Monday, 18 June 2012

Using Combiner in Hbase during MapReduce

We all know the importance of the Combiner during the MapReduce from the Hadoop world! The combiner is the reduce type of function during the map operation. This brings the advantage of the local reduction of data when the map output is still in memory without the cost of Disk IO, also the amount of data flow to the reducer is reduced based on the application.

HBase wiki pages provides multiple examples of the Map Reduce with source as HBase table and also destination as HBase table.
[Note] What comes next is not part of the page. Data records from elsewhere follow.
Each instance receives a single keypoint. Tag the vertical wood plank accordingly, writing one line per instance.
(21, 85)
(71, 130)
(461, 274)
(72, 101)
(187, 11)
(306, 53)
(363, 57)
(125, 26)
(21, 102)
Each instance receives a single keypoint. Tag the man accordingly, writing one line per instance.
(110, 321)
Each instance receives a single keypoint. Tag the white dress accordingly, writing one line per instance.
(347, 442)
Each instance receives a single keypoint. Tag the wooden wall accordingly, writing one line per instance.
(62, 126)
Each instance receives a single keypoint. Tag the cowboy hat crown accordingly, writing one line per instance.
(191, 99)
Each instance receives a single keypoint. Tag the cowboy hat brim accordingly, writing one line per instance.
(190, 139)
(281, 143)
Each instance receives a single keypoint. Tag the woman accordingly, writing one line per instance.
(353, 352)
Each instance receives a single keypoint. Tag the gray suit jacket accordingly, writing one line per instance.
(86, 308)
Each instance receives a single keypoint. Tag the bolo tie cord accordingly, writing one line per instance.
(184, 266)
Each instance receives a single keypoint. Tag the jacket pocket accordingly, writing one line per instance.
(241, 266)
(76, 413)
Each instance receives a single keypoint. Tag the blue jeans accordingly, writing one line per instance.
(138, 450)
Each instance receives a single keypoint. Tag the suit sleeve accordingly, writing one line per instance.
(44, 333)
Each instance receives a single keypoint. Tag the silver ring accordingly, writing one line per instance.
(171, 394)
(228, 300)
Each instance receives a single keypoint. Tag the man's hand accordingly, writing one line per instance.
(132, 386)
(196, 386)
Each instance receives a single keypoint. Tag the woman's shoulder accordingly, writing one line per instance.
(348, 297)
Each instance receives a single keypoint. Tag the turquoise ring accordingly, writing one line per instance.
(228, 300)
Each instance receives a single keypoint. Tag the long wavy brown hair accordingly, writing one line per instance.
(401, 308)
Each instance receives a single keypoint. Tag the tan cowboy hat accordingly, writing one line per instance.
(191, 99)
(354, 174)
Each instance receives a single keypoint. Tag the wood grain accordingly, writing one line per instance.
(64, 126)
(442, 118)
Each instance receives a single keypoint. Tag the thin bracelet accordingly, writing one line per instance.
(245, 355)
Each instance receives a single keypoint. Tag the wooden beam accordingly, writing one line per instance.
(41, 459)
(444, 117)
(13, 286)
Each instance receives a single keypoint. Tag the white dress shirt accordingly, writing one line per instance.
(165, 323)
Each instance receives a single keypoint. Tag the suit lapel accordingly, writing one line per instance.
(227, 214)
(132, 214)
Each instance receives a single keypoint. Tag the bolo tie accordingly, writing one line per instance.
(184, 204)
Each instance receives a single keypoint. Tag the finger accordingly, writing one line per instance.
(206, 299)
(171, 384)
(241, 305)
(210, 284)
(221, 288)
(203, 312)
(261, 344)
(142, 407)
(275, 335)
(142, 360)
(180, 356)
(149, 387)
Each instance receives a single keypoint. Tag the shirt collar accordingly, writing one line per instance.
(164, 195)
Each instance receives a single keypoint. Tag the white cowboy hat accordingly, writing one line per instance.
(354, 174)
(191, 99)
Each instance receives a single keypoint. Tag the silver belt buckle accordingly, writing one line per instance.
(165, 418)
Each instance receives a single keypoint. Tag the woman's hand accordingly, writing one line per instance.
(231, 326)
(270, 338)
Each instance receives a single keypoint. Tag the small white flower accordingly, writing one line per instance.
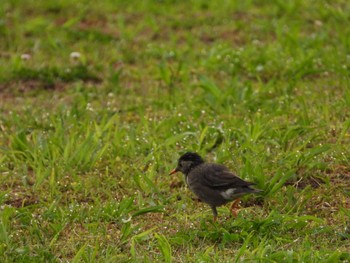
(26, 56)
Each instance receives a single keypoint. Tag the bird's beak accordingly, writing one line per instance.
(173, 171)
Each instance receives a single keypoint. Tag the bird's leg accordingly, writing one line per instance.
(234, 207)
(215, 212)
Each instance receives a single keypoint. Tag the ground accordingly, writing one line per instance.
(99, 99)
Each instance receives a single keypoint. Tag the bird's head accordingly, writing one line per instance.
(187, 162)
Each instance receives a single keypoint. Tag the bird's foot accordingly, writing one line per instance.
(235, 207)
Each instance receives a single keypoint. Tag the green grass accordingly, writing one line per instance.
(86, 144)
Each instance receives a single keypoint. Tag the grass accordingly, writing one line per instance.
(87, 142)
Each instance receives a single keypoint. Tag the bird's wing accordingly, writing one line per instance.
(218, 176)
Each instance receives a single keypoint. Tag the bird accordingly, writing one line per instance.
(213, 183)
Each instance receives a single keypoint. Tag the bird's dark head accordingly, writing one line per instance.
(187, 162)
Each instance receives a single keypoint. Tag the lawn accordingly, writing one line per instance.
(98, 99)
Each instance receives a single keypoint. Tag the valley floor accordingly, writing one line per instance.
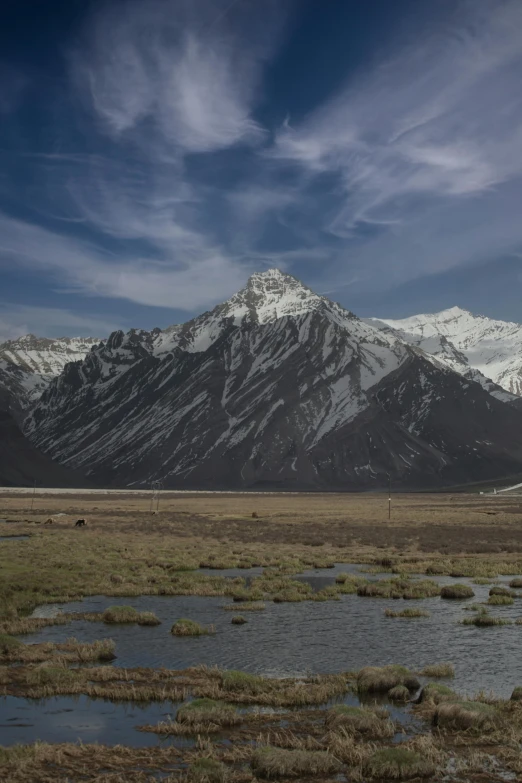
(309, 584)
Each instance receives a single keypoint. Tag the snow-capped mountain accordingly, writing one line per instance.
(29, 363)
(277, 387)
(478, 347)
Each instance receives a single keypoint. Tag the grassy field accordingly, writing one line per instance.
(124, 550)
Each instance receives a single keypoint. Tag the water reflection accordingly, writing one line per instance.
(296, 639)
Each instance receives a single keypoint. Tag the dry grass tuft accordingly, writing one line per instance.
(116, 615)
(398, 764)
(375, 679)
(436, 693)
(467, 716)
(407, 613)
(438, 670)
(273, 763)
(500, 600)
(185, 627)
(247, 606)
(365, 721)
(207, 770)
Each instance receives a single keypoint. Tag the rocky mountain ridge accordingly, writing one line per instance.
(277, 387)
(480, 348)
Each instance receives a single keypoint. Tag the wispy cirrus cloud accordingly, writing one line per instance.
(439, 120)
(187, 72)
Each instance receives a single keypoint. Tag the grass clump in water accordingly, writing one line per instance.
(381, 679)
(456, 591)
(273, 763)
(398, 764)
(116, 615)
(186, 627)
(58, 676)
(485, 620)
(207, 770)
(400, 693)
(209, 713)
(497, 590)
(402, 587)
(247, 606)
(408, 613)
(500, 600)
(242, 682)
(436, 693)
(467, 716)
(372, 723)
(9, 644)
(438, 670)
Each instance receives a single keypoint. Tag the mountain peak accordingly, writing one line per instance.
(269, 295)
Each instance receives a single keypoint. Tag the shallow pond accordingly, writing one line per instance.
(78, 718)
(292, 639)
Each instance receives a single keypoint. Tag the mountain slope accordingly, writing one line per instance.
(476, 346)
(29, 363)
(277, 387)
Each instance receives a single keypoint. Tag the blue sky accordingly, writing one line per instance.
(154, 153)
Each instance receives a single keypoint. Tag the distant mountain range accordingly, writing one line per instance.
(279, 387)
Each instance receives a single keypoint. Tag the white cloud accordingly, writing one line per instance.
(183, 72)
(83, 267)
(440, 118)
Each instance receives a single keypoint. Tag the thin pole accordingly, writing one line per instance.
(34, 493)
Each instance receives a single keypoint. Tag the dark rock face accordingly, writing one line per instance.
(276, 388)
(21, 464)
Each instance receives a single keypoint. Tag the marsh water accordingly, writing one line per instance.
(288, 639)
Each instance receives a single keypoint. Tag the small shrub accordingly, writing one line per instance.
(398, 764)
(372, 723)
(456, 591)
(374, 679)
(185, 627)
(408, 613)
(438, 670)
(467, 716)
(207, 770)
(273, 763)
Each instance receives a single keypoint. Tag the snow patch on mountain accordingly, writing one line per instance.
(485, 350)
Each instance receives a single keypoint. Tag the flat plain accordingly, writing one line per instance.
(335, 726)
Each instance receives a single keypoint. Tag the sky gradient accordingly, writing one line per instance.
(154, 154)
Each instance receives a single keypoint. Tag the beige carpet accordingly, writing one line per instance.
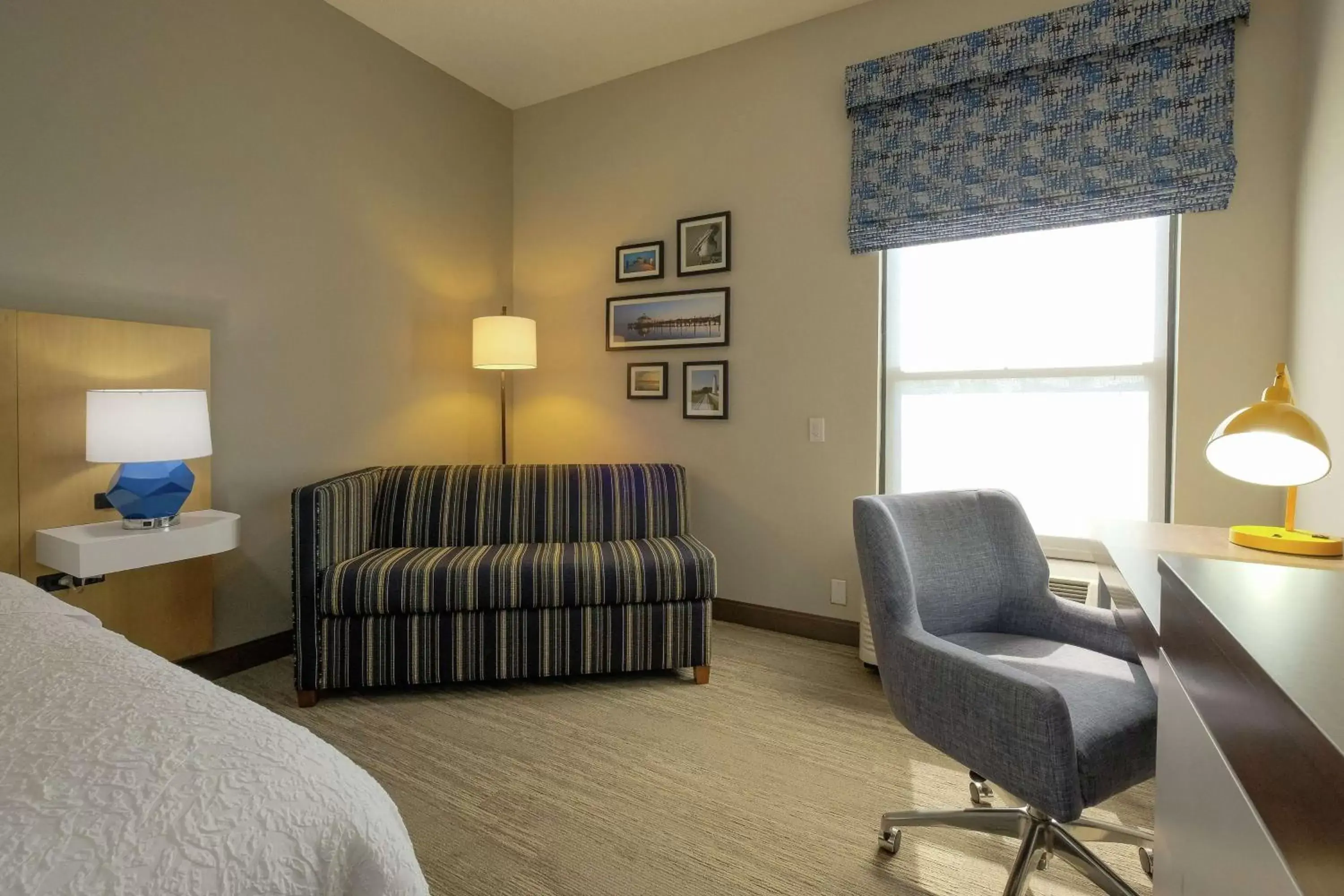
(769, 780)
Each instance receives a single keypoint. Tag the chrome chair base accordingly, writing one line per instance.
(1041, 837)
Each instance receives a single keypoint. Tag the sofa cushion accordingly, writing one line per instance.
(432, 507)
(499, 577)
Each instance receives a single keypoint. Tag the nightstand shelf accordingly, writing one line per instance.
(100, 548)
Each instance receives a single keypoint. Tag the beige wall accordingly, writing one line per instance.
(331, 207)
(1319, 322)
(758, 128)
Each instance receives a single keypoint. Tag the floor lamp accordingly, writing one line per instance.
(503, 345)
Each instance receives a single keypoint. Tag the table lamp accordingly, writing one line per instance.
(1273, 443)
(150, 433)
(503, 345)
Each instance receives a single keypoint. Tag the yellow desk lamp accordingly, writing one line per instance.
(1273, 443)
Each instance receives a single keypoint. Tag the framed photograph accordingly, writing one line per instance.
(703, 245)
(639, 261)
(647, 381)
(668, 320)
(705, 393)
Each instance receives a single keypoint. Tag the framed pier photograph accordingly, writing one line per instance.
(668, 320)
(705, 392)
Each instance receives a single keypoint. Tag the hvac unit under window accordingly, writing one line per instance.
(1070, 579)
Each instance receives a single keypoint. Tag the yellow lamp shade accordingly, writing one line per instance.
(504, 343)
(1271, 443)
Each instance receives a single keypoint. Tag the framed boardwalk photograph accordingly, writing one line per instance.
(687, 319)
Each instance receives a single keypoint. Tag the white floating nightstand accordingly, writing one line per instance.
(99, 548)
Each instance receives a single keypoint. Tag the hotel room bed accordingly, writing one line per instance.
(121, 773)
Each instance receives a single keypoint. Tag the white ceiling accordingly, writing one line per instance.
(525, 52)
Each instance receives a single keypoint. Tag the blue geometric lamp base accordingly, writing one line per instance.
(151, 495)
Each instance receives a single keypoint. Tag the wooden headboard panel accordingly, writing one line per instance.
(50, 362)
(9, 443)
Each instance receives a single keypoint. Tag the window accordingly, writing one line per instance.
(1035, 363)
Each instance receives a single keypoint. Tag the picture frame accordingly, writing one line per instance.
(705, 245)
(705, 390)
(685, 319)
(639, 261)
(647, 381)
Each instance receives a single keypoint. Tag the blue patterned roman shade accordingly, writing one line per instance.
(1107, 111)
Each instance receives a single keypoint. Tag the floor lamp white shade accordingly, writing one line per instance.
(503, 343)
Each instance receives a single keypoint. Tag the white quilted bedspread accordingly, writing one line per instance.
(124, 774)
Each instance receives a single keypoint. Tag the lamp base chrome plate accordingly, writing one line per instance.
(1280, 540)
(152, 523)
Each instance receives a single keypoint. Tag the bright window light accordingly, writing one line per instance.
(1034, 363)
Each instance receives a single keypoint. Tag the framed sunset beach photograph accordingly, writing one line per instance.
(668, 320)
(639, 261)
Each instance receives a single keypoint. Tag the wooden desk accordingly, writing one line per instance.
(1244, 649)
(1127, 560)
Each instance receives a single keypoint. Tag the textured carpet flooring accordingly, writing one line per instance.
(769, 780)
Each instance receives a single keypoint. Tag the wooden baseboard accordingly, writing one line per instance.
(241, 656)
(788, 621)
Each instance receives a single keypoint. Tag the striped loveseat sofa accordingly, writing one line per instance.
(432, 574)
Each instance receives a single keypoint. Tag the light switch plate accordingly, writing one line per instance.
(838, 591)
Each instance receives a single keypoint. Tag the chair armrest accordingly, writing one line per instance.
(332, 521)
(1090, 628)
(1003, 723)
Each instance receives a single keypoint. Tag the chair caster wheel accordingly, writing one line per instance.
(1146, 860)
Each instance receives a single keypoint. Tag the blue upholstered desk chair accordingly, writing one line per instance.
(979, 659)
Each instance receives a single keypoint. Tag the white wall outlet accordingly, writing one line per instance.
(838, 591)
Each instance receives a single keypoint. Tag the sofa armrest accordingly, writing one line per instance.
(332, 521)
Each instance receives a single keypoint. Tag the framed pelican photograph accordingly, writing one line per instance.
(639, 261)
(687, 319)
(703, 245)
(705, 390)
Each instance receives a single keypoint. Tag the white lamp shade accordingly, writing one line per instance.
(138, 426)
(504, 343)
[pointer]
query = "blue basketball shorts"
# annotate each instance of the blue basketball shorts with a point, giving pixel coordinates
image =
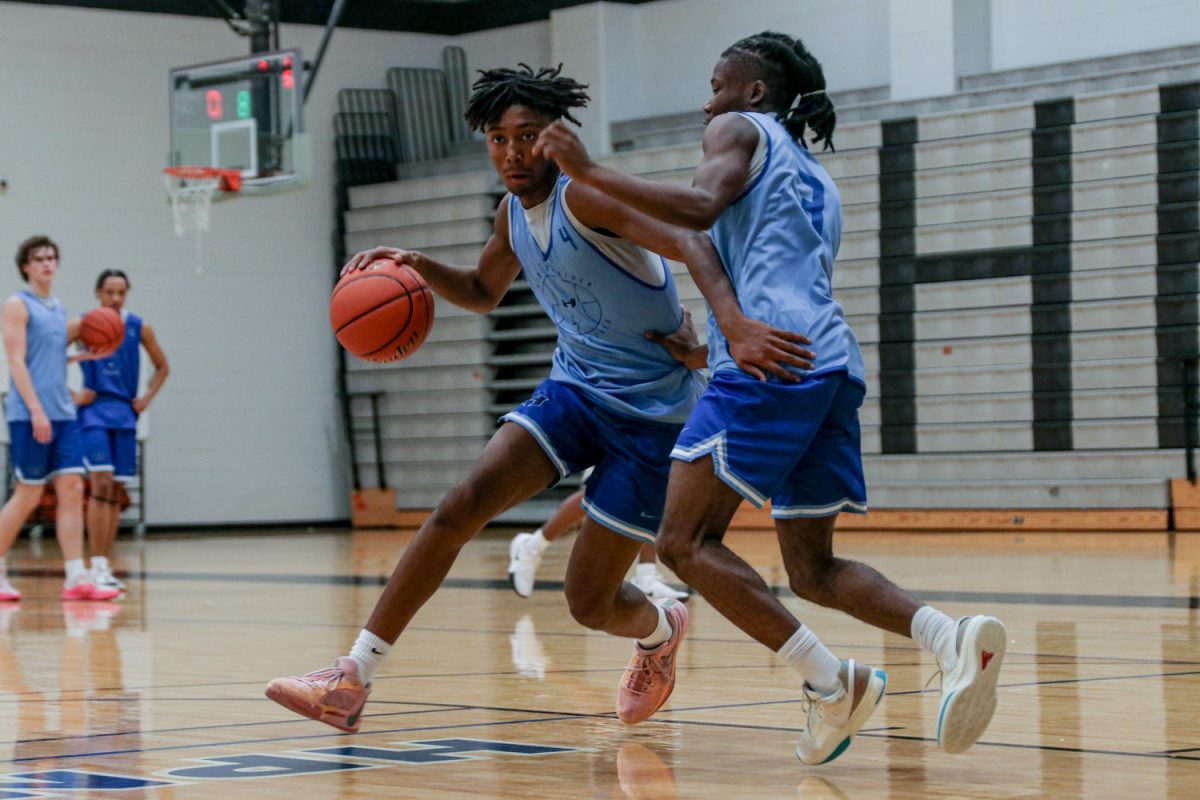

The following snapshot shows the example of the MapReduce job with Combiner that reads from the data from a table and writes the results to a table.

The following MapReduce example reads the employee HBase table and calculates the count of employees in each city using Combiner.

import org.apache.hadoop.conf.Configuration;
import org.apache.hadoop.hbase.HBaseConfiguration;
import org.apache.hadoop.hbase.client.Put;
import org.apache.hadoop.hbase.client.Result;
import org.apache.hadoop.hbase.client.Scan;
import org.apache.hadoop.hbase.io.ImmutableBytesWritable;
import org.apache.hadoop.hbase.mapreduce.TableMapReduceUtil;
import org.apache.hadoop.hbase.mapreduce.TableMapper;
import org.apache.hadoop.hbase.mapreduce.TableReducer;
import org.apache.hadoop.hbase.util.Bytes;
import org.apache.hadoop.io.IntWritable;
import org.apache.hadoop.io.Text;
import org.apache.hadoop.mapreduce.Job;

public class HbaseCombinerExample {

  public static class MyMapper extends TableMapper<Text, IntWritable> {

    private final IntWritable ONE = new IntWritable(1);
    private Text text = new Text();

    public void map(ImmutableBytesWritable row, Result value,
        Context context) throws IOException, InterruptedException {
      String val = new String(value.getValue(Bytes.toBytes("data"),
          Bytes.toBytes("city")));
      text.set(val); // we can only emit Writables...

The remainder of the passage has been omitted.